First generation PI3 kinase inhibiting agents have reached the clinic and have demonstrated that PI3K/mTOR inhibition is feasible providing clinical proof of concept.
However, these products have fallen short of efficacy requirements and new generations of more effective and better tolerated agents are needed. SignalRx is leveraging the latest learnings from cancer biology to design drugs with maximum efficacy and minimal toxicity towards cancer. Our most advanced agent SF1126 is advancing into Phase II clinical trials as an i.v. administered agent inhibiting pan-PI3K (alpha, beta, gamma, and delta isoforms), mTOR kinase, DNA-PK, PIM1, and PLK1.

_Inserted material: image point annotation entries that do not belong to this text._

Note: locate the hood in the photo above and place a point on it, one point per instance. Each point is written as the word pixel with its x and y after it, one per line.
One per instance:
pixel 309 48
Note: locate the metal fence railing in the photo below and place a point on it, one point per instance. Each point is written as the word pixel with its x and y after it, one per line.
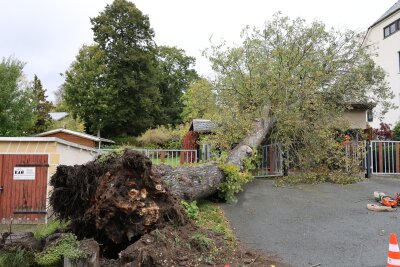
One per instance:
pixel 356 152
pixel 172 157
pixel 271 161
pixel 385 157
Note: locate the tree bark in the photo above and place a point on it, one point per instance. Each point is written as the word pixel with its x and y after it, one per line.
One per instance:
pixel 199 182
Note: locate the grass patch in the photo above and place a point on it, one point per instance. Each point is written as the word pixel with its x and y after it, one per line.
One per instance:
pixel 67 246
pixel 317 177
pixel 212 218
pixel 17 228
pixel 45 230
pixel 16 257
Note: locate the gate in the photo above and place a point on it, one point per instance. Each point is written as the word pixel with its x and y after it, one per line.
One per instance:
pixel 271 161
pixel 23 188
pixel 385 157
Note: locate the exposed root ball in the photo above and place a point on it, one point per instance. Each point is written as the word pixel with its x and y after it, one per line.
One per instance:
pixel 116 201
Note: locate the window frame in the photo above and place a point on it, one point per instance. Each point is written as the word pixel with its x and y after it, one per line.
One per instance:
pixel 387 31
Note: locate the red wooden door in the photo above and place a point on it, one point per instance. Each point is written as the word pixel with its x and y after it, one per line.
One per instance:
pixel 23 182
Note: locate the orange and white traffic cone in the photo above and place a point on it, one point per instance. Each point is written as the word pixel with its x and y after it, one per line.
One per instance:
pixel 394 252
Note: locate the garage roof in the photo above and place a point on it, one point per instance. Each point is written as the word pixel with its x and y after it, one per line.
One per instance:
pixel 83 135
pixel 45 139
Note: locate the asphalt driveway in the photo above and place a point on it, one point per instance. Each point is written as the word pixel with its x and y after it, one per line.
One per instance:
pixel 323 224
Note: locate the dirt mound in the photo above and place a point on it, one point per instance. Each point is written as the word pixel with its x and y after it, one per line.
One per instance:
pixel 115 201
pixel 188 245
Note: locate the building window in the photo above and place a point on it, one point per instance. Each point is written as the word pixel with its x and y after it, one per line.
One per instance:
pixel 391 28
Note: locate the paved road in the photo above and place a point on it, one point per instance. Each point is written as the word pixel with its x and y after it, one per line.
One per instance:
pixel 323 224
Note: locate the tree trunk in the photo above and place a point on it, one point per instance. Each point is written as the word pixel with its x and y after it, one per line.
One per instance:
pixel 199 182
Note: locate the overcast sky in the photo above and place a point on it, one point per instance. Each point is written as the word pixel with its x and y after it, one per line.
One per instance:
pixel 47 34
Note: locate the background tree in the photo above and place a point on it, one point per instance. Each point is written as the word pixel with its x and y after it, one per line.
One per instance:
pixel 199 101
pixel 16 115
pixel 175 73
pixel 305 73
pixel 125 36
pixel 125 84
pixel 396 131
pixel 41 107
pixel 87 93
pixel 384 132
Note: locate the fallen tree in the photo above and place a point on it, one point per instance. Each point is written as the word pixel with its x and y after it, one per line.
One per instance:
pixel 120 199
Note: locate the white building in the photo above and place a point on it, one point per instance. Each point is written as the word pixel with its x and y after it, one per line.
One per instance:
pixel 384 36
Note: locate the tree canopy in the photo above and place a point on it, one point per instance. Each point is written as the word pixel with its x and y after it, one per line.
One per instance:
pixel 199 101
pixel 306 73
pixel 124 83
pixel 41 107
pixel 16 116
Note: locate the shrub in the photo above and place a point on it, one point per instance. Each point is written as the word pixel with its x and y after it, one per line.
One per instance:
pixel 234 180
pixel 163 137
pixel 396 131
pixel 191 209
pixel 45 230
pixel 157 138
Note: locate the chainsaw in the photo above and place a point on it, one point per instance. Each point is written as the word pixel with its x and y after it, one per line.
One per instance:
pixel 387 200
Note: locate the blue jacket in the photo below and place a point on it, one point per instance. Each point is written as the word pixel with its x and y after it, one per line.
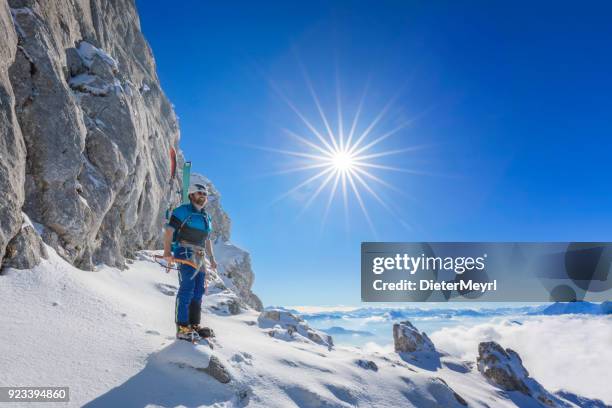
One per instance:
pixel 190 224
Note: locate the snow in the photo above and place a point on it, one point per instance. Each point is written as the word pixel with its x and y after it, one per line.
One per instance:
pixel 86 83
pixel 87 52
pixel 109 336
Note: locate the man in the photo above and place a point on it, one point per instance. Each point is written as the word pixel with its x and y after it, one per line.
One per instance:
pixel 189 228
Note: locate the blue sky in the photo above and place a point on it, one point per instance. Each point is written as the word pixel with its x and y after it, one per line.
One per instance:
pixel 510 101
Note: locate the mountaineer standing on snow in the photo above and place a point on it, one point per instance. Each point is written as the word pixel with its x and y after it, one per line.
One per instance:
pixel 188 233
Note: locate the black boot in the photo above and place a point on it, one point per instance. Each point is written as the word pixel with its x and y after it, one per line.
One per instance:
pixel 203 332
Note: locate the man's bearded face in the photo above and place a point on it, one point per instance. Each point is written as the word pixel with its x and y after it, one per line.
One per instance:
pixel 198 199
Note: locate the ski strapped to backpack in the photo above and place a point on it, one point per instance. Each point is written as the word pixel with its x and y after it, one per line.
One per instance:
pixel 186 180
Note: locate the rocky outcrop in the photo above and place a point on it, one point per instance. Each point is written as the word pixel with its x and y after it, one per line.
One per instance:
pixel 234 262
pixel 505 369
pixel 85 140
pixel 26 249
pixel 12 146
pixel 285 325
pixel 85 128
pixel 407 339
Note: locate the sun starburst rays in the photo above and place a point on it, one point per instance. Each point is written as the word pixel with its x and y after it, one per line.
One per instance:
pixel 343 159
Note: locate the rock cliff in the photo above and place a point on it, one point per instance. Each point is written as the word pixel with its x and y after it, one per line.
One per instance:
pixel 85 138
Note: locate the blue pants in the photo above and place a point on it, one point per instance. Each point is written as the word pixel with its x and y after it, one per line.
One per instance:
pixel 188 306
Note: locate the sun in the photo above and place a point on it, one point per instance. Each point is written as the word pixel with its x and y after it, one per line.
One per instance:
pixel 344 160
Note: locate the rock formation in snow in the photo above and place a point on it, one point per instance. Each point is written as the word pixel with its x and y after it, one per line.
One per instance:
pixel 285 325
pixel 505 369
pixel 85 140
pixel 407 339
pixel 86 132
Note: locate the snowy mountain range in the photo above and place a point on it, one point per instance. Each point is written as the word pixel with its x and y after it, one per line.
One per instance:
pixel 110 337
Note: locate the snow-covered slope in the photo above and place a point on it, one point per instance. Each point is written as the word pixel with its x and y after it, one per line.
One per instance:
pixel 109 336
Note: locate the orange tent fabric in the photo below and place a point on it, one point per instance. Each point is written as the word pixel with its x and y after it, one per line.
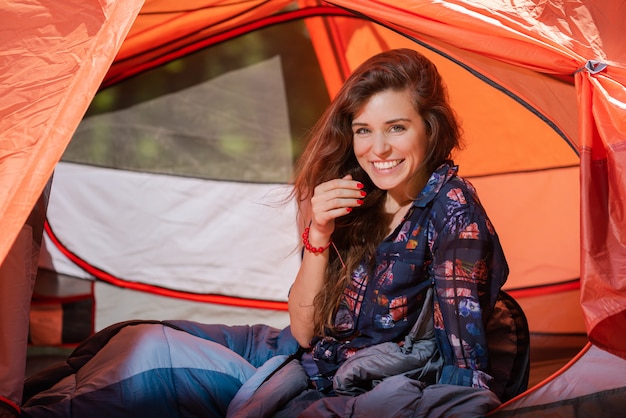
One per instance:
pixel 54 56
pixel 559 43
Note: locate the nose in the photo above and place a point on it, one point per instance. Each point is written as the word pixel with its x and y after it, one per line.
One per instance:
pixel 381 146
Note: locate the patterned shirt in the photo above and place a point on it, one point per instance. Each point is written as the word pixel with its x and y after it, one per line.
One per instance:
pixel 445 240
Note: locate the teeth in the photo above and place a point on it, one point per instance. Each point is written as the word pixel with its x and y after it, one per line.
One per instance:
pixel 385 165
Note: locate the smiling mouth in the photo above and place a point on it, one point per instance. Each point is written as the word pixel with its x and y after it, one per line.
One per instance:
pixel 385 165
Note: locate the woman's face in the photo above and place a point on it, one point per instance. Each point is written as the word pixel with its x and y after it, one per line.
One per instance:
pixel 390 142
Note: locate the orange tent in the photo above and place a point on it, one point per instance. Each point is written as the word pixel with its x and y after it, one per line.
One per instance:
pixel 551 175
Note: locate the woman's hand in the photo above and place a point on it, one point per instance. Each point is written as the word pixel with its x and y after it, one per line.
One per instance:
pixel 333 199
pixel 330 200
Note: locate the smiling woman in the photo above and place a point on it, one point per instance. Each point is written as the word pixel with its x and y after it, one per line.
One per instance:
pixel 385 144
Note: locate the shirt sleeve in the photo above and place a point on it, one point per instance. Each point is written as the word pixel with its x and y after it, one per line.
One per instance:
pixel 462 268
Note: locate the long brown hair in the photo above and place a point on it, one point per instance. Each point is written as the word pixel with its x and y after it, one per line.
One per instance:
pixel 329 154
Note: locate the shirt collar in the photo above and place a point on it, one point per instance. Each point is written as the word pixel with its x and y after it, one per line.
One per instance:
pixel 439 177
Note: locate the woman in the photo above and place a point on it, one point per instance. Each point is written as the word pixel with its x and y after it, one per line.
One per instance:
pixel 387 218
pixel 400 271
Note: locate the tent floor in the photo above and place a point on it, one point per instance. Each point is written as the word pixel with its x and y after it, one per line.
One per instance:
pixel 547 355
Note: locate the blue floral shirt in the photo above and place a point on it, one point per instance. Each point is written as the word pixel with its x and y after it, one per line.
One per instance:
pixel 445 240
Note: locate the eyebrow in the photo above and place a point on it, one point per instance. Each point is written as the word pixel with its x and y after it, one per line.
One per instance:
pixel 389 122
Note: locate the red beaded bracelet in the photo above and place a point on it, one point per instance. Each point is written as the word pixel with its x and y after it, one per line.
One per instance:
pixel 308 246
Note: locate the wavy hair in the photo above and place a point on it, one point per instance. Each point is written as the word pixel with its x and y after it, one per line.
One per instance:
pixel 329 154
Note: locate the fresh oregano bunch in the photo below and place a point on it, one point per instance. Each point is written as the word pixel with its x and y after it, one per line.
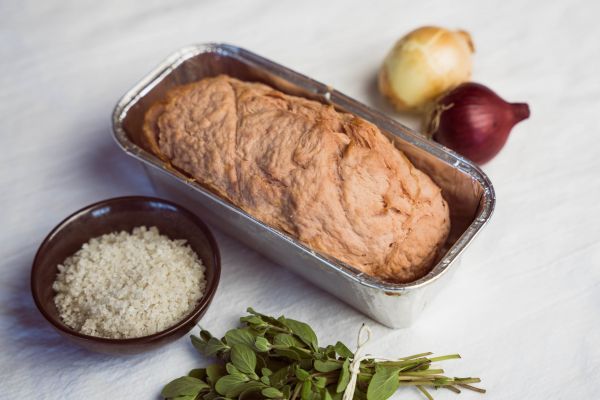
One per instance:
pixel 280 358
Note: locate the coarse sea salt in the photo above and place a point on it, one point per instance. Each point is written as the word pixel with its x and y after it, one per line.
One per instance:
pixel 129 284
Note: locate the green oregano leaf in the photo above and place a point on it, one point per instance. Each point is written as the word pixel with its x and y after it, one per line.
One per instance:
pixel 320 382
pixel 214 373
pixel 344 377
pixel 303 331
pixel 288 353
pixel 261 344
pixel 280 377
pixel 184 386
pixel 239 336
pixel 302 374
pixel 283 339
pixel 231 385
pixel 271 393
pixel 383 384
pixel 210 348
pixel 243 357
pixel 231 369
pixel 285 353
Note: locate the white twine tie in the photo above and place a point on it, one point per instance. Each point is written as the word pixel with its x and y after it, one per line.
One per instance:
pixel 358 358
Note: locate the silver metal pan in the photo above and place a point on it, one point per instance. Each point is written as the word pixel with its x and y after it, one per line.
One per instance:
pixel 465 187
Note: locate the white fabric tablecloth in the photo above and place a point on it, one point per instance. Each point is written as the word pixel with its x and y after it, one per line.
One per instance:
pixel 524 307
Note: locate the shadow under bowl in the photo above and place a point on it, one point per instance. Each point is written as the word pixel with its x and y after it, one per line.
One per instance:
pixel 123 213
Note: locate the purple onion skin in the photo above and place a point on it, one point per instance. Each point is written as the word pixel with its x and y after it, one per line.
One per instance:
pixel 474 121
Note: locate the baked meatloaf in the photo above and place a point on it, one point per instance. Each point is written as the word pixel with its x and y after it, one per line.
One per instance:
pixel 328 178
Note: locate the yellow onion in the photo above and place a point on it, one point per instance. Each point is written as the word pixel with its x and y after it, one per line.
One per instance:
pixel 424 64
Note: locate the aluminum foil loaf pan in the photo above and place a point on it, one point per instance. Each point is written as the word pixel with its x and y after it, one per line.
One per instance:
pixel 465 187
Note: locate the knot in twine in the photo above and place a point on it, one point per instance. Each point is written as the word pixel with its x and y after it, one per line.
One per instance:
pixel 358 358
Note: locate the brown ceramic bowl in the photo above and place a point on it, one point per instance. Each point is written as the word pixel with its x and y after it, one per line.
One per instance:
pixel 123 213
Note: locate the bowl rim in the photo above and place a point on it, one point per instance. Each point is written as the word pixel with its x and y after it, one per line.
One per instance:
pixel 203 304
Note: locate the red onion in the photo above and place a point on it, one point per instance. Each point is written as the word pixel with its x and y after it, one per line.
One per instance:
pixel 474 121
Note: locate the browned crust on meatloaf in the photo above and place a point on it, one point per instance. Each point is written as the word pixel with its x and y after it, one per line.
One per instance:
pixel 330 179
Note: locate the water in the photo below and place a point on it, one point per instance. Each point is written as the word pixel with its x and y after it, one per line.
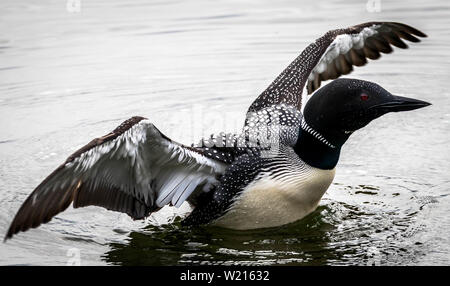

Based on evolving understanding of cancer biology it is clear multiple targets need to be deactivated in cancer cells simultaneously to prevent resistance and maximize activity. For this reason we have developed CRIMP (Control Resulting from Inhibiting Multiple Pathways), a platform technology to design molecular agents tailored towards the inhibition of PI3K and other selected targets simulaneously.
We have demonstrated our CRIMP platform technology with SRX2626, our lead compound for the simultaneous inhibition of the critical MEK and PI3K pathways. Further efforts are underway in a program to inhibit both HDAC and PI3K and other programs are evaluating novel PI3K-combinations.